Israels Präsident Issac Herzog zu Besuch in der Türkei
Israels Präsident Issac Herzog zu Besuch in der Türkei (© Imago Images / Xinhua)

Dieser Tage traf der israelische Staatspräsident Yitzchak Herzog auf Einladung des türkischen Präsidenten in Ankara zu einem offiziellen Staatsbesuch ein. Alles scheint darauf hinzudeuten, dass die Türkei ihre Beziehungen zu Israel neu aufstellen möchte.

Bald ist Purim, der Feiertag, an dem der wundersamen Rettung des jüdischen Volkes im einstigen persischen Königreich gedacht wird. Es ist ein fröhliches Fest, das unter dem Motto »Alles steht auf dem Kopf« ausgelassen gefeiert wird. Macho-Männer Iassen sich die Haare ondulieren, Power-Frauen als Playboy-Häschen fotografieren und Abstinenzler zum Trinken animieren. Kurz: Alles läuft verkehrt.

Herzog besucht Erdogan

Genau das trifft dieser Tage auch auf Israel zu. Der Kampf, der derzeit die Welt erschüttert, findet diesmal nicht vor Ort statt. Dafür scheint sich im kriegsgebeutelten Israel ein völlig überraschender Friedensprozess anzubahnen. Es geht um die Türkei.

Am Mittwoch trat Staatspräsident Yitzchak Herzog einen offiziellen Besuch in Ankara an, wo er mit großem Pomp empfangen wurde. Bei der Begrüßungszeremonie gab es 21 Ehrensalven, eine stramme militärische Garde, riesige in Einklang wehende türkische und israelische Fahnen und natürlich auch ein stimmungsvolles Anklingen der jeweiligen Landeshymnen.

Danach ging es gleich zum Präsidentenpalast in Ankara, wo sich Herzog und der türkische Präsident Recep Tayyip Erdogan zu einem eingehenden Gespräch trafen. Gemeinsam gaben sie danach eine Pressekonferenz und bekundeten ihre Bereitschaft zur Freundschaft und einer künftig fruchtbaren Kooperation.

Schwierige Vergangenheit

Dieser würdige Empfang und die herzlichen Worte sind ob der in den vergangenen Jahren äußerst angespannten Beziehungen zwischen Israel und der Türkei überraschend. Tatsächlich hat seit dem Jahr 2007 kein israelischer Präsident mehr seinen Fuß in die Türkei gesetzt.
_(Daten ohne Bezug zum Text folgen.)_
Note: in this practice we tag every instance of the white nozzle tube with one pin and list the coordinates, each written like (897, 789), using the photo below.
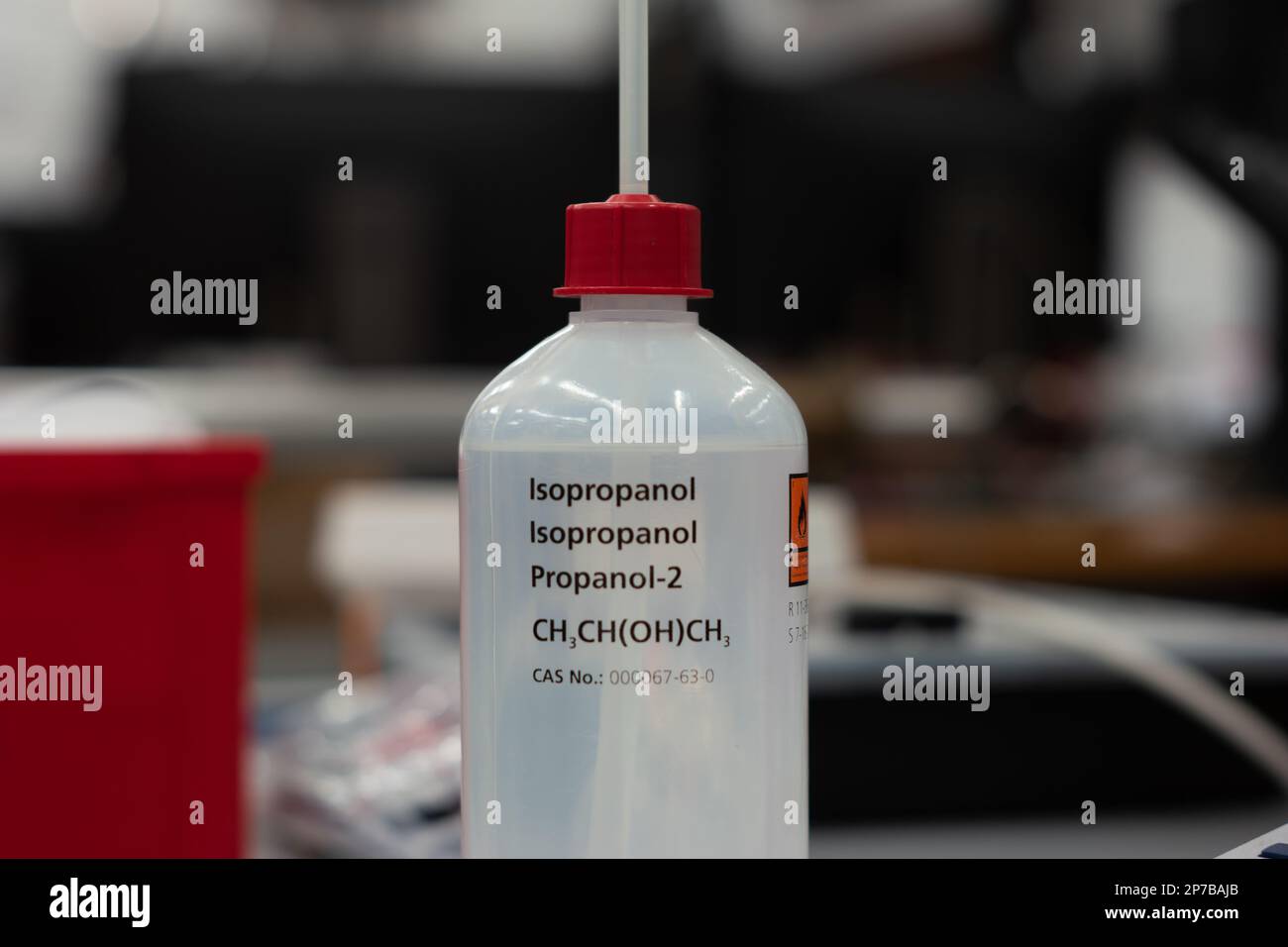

Kein Wunder, schließlich sparte Erdogan in der Vergangenheit nicht mit antisemitischen Aussagen, behauptete, Israel würde mit Vorsatz palästinensische Kinder töten und ließ im staatlich kontrollierten Fernsehen antisemitisch gefärbte Serien ausstrahlen.

Im Jahr 2010 sandte die mit Erdogan verbundene IHH-Stiftung das Schiff Mavi Marmara mit bewaffneten Passagieren in Richtung Gaza, um die Seeblockade der IDF vor dem Küstenstreifen zu durchbrechen. Auch ließ er seitdem keine Gelegenheit aus, Israel zu kritisieren und seinen Botschafter, so jener gerade in Israel weilte, bei jedem Aufflammen der Unruhen im Gazastreifen sofort abzuberufen.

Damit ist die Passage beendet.